2012Q3 Heads up

A quick heads up on the progress of Data2Semantics over the course of the third quarter of 2012.

Management summary: we have made headway in developing data enrichment and analysis tools that will have use in practice.

First of all, we developed a first version of a tool for enriching and interlinking data stored in the popular Figshare

data repository. This tool, called Linkitup, takes metadata provided by the data publisher (usually the author) and can link it to DBPedia/Wikipedia, DBLP, ORCID, ScopusID, the Elsevier Linked Data Repository. These links are fed back to the publication in Figshare, but can also be published separately as RDF. This way, we use Web 2.0 mechanisms that are popular amongst researchers to allow them to enrich their data, and reap immediate benefit. Our plans are to integrate increasingly elaborate enrichment and analysis tools in this dashboard (e.g. annotation, complexity analysis, provenance reconstruction, etc.)

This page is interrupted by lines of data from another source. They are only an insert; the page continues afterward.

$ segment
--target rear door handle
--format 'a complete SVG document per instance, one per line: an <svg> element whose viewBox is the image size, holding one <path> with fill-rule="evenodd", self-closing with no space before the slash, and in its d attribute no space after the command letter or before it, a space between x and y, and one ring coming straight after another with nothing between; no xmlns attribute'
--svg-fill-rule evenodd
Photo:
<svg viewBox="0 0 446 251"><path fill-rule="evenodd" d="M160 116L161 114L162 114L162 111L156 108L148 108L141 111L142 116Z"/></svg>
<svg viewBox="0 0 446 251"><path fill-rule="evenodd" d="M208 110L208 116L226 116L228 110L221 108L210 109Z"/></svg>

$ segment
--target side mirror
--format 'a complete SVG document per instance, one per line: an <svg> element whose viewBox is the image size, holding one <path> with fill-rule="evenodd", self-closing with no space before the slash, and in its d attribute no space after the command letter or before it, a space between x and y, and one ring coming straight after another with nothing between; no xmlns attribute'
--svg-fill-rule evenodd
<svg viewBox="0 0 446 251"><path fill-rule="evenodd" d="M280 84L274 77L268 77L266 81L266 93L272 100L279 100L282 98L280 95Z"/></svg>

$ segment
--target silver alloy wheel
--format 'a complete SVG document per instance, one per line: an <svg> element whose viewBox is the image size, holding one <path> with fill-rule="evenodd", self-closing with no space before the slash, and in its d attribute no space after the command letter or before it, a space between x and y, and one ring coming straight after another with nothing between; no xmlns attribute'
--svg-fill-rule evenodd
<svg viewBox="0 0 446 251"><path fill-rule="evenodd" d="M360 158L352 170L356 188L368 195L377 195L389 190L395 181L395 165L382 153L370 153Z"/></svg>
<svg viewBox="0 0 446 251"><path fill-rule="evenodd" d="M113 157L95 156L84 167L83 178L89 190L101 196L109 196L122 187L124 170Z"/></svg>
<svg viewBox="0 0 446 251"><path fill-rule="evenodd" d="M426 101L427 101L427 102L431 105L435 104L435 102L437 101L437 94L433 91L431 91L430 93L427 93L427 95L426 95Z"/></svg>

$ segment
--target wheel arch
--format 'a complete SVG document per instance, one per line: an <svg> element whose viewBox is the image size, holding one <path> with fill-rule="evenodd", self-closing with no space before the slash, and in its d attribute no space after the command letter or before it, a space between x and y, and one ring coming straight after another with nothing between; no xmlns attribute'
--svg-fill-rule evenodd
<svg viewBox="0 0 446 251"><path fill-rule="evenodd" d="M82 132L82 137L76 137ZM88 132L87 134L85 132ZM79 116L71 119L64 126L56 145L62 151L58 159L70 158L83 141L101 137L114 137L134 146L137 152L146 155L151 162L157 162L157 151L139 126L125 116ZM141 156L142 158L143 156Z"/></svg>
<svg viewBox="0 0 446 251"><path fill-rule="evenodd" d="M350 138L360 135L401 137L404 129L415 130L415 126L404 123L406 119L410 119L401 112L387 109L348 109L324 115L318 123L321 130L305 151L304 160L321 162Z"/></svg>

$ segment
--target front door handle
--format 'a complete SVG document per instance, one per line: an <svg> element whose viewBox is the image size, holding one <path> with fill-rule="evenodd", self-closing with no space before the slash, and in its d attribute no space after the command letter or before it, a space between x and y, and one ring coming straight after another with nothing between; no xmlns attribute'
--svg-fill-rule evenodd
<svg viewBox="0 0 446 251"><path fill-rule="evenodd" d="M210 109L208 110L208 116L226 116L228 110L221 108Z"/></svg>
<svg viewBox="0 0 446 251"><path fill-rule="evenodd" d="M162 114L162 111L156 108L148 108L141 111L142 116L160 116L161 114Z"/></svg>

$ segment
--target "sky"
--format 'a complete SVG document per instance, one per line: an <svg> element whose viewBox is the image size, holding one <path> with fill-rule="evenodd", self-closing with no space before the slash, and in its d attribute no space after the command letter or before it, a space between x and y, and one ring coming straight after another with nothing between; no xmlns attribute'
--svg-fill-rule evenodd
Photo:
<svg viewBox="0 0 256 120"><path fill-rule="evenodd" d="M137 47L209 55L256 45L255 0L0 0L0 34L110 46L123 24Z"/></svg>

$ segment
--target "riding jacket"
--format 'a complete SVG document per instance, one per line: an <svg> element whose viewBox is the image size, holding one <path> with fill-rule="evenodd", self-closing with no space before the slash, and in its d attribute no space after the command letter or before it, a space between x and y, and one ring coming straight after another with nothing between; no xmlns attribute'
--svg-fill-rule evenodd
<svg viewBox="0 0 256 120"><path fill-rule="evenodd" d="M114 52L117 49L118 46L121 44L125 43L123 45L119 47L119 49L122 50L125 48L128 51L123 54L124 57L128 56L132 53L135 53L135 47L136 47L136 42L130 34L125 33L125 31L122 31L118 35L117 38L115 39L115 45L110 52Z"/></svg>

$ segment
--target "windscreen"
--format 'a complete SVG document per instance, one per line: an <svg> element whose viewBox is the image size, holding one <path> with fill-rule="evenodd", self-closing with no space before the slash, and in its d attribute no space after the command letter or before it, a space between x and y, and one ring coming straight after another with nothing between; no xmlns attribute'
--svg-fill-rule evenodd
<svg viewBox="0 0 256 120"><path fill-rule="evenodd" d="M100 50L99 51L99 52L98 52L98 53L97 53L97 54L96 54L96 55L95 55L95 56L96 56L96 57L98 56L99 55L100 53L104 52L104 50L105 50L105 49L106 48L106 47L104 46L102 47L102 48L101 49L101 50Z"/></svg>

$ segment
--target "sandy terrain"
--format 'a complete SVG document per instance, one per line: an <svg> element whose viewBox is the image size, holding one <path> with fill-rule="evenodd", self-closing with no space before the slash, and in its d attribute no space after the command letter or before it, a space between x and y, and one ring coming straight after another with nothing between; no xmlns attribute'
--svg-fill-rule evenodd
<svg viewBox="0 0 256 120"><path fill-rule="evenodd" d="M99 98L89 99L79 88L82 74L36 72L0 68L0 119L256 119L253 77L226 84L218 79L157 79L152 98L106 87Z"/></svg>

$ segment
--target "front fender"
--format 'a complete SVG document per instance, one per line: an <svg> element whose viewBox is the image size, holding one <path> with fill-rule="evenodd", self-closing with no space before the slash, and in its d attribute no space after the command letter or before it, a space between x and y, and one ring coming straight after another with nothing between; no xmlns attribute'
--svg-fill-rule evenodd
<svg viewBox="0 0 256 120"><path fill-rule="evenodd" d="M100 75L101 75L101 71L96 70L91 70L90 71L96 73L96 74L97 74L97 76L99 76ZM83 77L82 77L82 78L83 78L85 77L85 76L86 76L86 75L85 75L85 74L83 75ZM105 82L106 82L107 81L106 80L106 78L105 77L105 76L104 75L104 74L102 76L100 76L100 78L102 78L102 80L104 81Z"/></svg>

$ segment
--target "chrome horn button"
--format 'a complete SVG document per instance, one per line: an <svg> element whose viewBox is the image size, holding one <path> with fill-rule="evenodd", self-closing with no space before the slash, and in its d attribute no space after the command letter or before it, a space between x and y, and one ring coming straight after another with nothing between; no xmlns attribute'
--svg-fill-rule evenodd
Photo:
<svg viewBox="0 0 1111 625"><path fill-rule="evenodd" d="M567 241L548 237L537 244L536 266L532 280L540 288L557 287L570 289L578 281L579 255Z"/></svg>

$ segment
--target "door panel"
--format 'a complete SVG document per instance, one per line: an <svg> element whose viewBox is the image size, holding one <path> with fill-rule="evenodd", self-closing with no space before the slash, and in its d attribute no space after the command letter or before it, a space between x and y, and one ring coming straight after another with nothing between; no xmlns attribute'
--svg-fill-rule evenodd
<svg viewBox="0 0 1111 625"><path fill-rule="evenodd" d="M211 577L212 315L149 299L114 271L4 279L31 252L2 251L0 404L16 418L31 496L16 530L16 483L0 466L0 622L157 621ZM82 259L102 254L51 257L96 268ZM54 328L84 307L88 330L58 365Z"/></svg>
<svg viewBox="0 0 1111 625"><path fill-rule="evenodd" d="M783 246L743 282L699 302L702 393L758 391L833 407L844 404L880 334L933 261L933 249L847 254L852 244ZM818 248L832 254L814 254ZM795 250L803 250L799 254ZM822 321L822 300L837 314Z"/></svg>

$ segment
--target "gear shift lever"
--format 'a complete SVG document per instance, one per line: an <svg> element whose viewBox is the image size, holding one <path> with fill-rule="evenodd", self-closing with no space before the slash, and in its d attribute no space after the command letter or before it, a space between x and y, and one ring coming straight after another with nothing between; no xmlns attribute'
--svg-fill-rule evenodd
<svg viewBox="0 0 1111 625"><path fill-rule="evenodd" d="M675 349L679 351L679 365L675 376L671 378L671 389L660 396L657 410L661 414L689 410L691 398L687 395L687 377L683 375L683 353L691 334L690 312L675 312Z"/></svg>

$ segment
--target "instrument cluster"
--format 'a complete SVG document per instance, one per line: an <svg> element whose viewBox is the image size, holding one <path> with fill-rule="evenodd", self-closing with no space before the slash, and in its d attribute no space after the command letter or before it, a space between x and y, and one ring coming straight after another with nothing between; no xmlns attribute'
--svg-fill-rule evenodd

Linkitup is available from http://github.com/Data2Semantics/linkitup . We are aiming for a first release soon!

Furthermore, we have made a good start at reconstructing provenance information from documents stored in a Dropbox folder. This technology can be used to trace back research ideas through chains of publications in a way that augments and extends the citation network. The provenance graph does not necessarily span just published papers, but can be constructed for a variety of document types (posters, presentations, notes, documents, spreadsheets, etc.).

A first implementation of (partial) linked data replication that will make dealing with large volumes of linked data much more manageable. The crux of partial replication lies in the selection (i.e. ranking) of a suitable subset of data to replicate. We will use data information measures, graph analysis, and statistical methods to perform this selection. The use case of clinical decision support will be the primary testing ground for this technology.